Voters Prefer More Money to Less

Here at The Prospect, we like to stress the extent to which presidential elections are determined by macroeconomic variables, like unemployment. But there's always the risk of being a little reductive, and The New York Times falls into that trap with this piece on the subject:

No American president since Franklin Delano Roosevelt has won a second term in office when the unemployment rate on Election Day topped 7.2 percent. [...]

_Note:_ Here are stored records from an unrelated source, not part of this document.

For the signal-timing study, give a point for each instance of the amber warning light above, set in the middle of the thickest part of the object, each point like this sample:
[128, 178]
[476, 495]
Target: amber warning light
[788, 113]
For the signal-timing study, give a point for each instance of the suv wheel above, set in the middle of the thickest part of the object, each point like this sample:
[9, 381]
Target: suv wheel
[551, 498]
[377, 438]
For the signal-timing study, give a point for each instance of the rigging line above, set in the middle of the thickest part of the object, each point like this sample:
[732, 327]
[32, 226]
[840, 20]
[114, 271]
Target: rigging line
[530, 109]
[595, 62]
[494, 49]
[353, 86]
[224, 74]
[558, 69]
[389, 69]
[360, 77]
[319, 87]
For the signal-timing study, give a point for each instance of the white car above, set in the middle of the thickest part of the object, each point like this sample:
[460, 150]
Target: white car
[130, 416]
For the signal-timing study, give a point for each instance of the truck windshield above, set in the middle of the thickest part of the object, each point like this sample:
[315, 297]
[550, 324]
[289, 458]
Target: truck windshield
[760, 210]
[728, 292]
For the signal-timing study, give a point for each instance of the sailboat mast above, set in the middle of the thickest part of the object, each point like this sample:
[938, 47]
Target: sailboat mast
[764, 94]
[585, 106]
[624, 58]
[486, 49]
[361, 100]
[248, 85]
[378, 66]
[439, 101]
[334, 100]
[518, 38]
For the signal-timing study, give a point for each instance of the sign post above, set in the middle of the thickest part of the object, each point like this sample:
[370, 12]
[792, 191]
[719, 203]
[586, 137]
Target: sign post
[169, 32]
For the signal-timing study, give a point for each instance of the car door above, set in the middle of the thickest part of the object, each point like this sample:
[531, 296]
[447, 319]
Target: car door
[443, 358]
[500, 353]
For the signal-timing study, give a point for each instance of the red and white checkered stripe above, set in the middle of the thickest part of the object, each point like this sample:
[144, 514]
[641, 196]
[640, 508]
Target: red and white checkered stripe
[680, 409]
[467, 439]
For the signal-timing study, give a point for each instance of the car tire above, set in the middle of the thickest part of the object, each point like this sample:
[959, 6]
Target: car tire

Ten presidents have stood for re-election since Mr. Roosevelt. In four instances the unemployment rate stood above 6 percent on Election Day. Three presidents lost: Gerald Ford, Jimmy Carter and George H. W. Bush. But Ronald Reagan won, despite 7.2 percent unemployment in November 1984, because the rate was falling and voters decided he was fixing the problem.

Alone, the unemployment rate won't predict the outcome of a given presidential election. Parties have lost control of the White House during periods of historically low unemployment (Stevenson in 1952, Humphrey in 1968 and Gore in 2000), and have retained it during periods of relatively high unemployment: Ronald Reagan in 1984, George H.W. Bush in 1988, George Bush in 2004. Insofar that there's a leading macroeconomic indicator for presidential elections, it's the growth in real disposable personal income per capita. Simply put, when people are better off financially at the time of an election than they were the previous year, they are more likely to reelect the incumbent or his party. As it stands, the forecast isn't great for President Obama. Harry Joe Enten explains:

According to the BEA's prior April report, RDPI grew at 1.8% in the fourth quarter of 2010 over the preceding quarter and 2.9% in the first quarter of 2011. Last Friday, the BEA re-adjusted those numbers to 1.1% and 0.8%.

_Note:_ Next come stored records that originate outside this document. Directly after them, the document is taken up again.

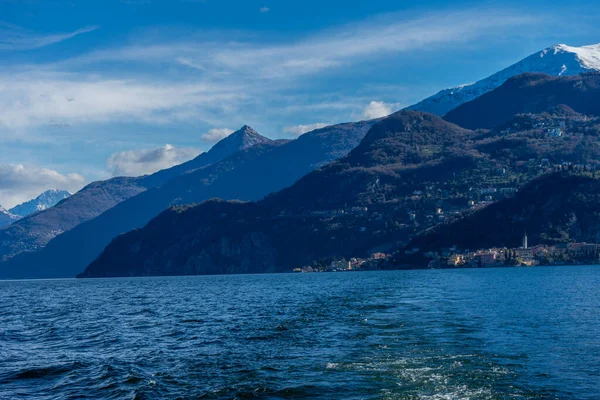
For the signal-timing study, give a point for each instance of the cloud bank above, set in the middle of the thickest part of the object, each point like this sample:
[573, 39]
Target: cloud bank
[19, 183]
[379, 109]
[147, 161]
[216, 134]
[298, 130]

Why should the President be worried?

It turns out that weighted* quarterly growth in RDPI (along with three other already known variables* for the 2012 election) over the President's term can account for 92.9% of the variation in the incumbent party's percentage of the two-party vote in the 1952-2008 Presidential Elections.

He provides a chart:

If he's up against a fringe candidate -- like Sarah Palin, for instance -- Obama won't have much trouble in his bid for reelection. But if Republicans nominate someone with the appearance of credibility (Pawlenty or Romney), then Obama stands to lose if the economy doesn't improve.